Most of the Kohler Company‘s generators are geared toward the industrial market; however, four models in the Powerpros line are ideal for campers. The entry level Model 2.25 MBM 25 delivers 2,250 watts of power, has a three-quart fuel tank and sells for about $890. It weighs 72 pounds. Top of the line is the 5 CMB model, which delivers 5,000 watts of power, weighs 154 pounds, has a two-gallon fuel tank, and sells for $1,570 with electric start. Campers wanting bigger and more rugged generators should look at Heavy Duty Powerpros. For more information, contact the Kohler Company at 800-544-2444.
Seven portables from Yamaha will power anything from a 25-watt bulb to a full-size refrigerator. The smallest model is the EF600 ($629), which holds a half-gallon of gas and weighs 46 pounds. The 1,000 and 1,600-watt models can still be managed by one person, and are priced at less than $900. A bigger unit, which can double as a backup power source at home, is the EF3800 with electric start for $1,749. A 5,000-watt model is also available. For more information, contact Yamaha Motor Corporation at 800-447-4700.
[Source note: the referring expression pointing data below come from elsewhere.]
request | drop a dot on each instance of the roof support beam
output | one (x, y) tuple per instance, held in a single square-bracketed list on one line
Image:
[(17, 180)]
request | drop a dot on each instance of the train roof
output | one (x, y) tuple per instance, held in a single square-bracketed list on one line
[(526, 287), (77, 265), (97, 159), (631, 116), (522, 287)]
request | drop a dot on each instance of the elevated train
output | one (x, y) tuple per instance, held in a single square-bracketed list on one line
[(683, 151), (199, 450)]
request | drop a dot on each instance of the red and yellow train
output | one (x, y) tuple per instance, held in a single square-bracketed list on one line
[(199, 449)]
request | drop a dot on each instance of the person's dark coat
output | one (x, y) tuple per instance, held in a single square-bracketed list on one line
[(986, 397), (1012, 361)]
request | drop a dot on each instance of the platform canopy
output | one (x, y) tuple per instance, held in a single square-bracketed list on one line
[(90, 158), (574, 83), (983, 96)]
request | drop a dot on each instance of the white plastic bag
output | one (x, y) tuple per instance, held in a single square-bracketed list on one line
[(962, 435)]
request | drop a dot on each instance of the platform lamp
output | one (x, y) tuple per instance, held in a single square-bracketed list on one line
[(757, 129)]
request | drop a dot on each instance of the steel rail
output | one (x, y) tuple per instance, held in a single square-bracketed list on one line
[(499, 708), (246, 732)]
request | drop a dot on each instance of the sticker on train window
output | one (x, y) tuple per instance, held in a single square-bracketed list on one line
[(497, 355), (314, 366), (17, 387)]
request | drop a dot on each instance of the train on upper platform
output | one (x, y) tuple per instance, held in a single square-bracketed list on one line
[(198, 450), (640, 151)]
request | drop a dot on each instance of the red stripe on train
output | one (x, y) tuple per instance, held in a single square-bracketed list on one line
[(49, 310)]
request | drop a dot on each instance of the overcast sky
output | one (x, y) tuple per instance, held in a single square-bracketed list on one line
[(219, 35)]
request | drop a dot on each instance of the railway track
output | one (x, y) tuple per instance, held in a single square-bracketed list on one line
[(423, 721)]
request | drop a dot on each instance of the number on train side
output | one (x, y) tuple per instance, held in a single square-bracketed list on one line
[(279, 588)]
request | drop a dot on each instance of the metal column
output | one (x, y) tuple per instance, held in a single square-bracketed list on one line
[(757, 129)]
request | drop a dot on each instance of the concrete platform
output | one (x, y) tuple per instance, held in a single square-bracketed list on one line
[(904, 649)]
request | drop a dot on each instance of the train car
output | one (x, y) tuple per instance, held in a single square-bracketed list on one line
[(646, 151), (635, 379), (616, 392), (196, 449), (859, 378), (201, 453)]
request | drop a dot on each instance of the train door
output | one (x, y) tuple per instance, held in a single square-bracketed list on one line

Portable generators are not for every camping situation. Because of their bulk, weight and fuel demands, they are impractical for canoe camping or backpacking. Some campers bristle at generators’ intrusions into rustic, wilderness settings where any mechanical gadget that makes noise is not welcome.
Yet these units serve a wonderful purpose for campers who like to smooth their outdoor experience. Toast, anyone?